According to Bloomberg BNA, the DOL’s directive doesn’t revoke or change the Obama administration’s 2014 executive order banning government contractors from discriminating against LGBTQ employees. “But it does task OFCCP auditors with granting companies—including those with no formal religious affiliation—a religious exemption from LGBT discrimination charges, if certain requirements are met.” 

“This is an attempt to encourage businesses to take taxpayer dollars and then fire people for being transgender,” said Harper Jean Tobin, director of policy at the National Center for Transgender Equality in a statement. “Religious organizations have ample protections under federal law, but they are not allowed to use federal money to discriminate against people. The language of this directive is so broad and so vague because it is part of a long line of attempts by this administration to sow confusion and encourage any employer to act on their worst prejudices. No employer should be allowed to use taxpayer dollars to fire someone because of who they are.”

This is the latest administration move to exempt individuals and corporations claiming religious belief from LGBTQ anti-discrimination laws, stemming from a Trump religious imposition executive order signed last May. So-called religious freedom laws, referred to here as “religious imposition” laws cover a range of legislation designed to shield private individuals and businesses from complying with nondiscrimination laws and to affirmatively deny services such as employment, housing, and reproductive health care based on a religious objection to that service or the population served. DOL’s move follows the establishment of a “religious liberty taskforce” by the U.S. Department of Justice (DOJ) on August 1st, as well as a new rule announced in March by the U.S. Department of Health and Human Services (HHS) allowing health-care providers to impose their religious views on the health care of their patients.

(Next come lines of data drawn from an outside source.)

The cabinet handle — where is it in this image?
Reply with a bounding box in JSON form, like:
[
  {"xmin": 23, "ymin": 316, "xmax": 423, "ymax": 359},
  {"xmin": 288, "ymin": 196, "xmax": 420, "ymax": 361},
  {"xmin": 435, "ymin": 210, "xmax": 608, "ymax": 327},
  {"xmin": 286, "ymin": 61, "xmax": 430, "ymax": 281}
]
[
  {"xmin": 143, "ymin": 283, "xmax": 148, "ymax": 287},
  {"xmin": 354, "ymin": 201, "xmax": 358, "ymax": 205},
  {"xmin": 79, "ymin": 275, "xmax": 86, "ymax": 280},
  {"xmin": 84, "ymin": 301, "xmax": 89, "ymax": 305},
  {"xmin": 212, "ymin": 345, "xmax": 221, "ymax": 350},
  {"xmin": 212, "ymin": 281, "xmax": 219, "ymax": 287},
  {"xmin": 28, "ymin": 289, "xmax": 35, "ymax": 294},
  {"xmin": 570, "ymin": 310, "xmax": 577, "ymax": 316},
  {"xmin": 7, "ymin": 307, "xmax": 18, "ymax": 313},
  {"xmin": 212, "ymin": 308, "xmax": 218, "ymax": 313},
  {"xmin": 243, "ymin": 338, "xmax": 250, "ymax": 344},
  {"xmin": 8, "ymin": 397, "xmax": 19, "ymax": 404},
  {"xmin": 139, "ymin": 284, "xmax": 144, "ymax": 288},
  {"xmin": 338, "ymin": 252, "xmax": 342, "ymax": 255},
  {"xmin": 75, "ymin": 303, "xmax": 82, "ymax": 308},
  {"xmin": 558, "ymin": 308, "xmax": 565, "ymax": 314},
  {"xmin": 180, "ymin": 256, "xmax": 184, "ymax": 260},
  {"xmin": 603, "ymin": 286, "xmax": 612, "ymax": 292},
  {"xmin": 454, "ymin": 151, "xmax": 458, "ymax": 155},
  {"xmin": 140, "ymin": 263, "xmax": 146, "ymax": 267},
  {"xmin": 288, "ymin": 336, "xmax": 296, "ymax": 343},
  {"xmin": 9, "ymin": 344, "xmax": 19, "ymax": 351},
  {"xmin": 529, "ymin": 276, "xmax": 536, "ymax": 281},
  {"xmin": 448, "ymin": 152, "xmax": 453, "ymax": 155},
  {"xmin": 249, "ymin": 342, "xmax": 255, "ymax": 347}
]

According to Bloomberg’s report, Begakis, an attorney who has a long history of publishing conservative work for both the University of California-Santa Barbara (UCSB) and Notre Dame student newspapers, will not directly control anti-discrimination policy for WHD but will be involved in setting policies regarding family leave and wage equality.

Writing for UCSB’s the Daily Nexus as an undergrad from 2008-2012, Begakis expressed a wide range of conservative opinions, including anti-choice and anti-LGBTQ sentiments. He now potentially has influence over DOL policies regarding family and maternity leave for private employers and government contractors. A former WHD official who spoke with Rewire.News on the condition of anonymity said political appointees like Begakis have broad autonomy when it comes to responsibilities, doing everything from conferring and working with other divisions to developing new policies to more general project management. “It seems strange that at first glance, he doesn’t have labor experience but given he’s in a junior-to-mid-level position, it’s not a red flag.”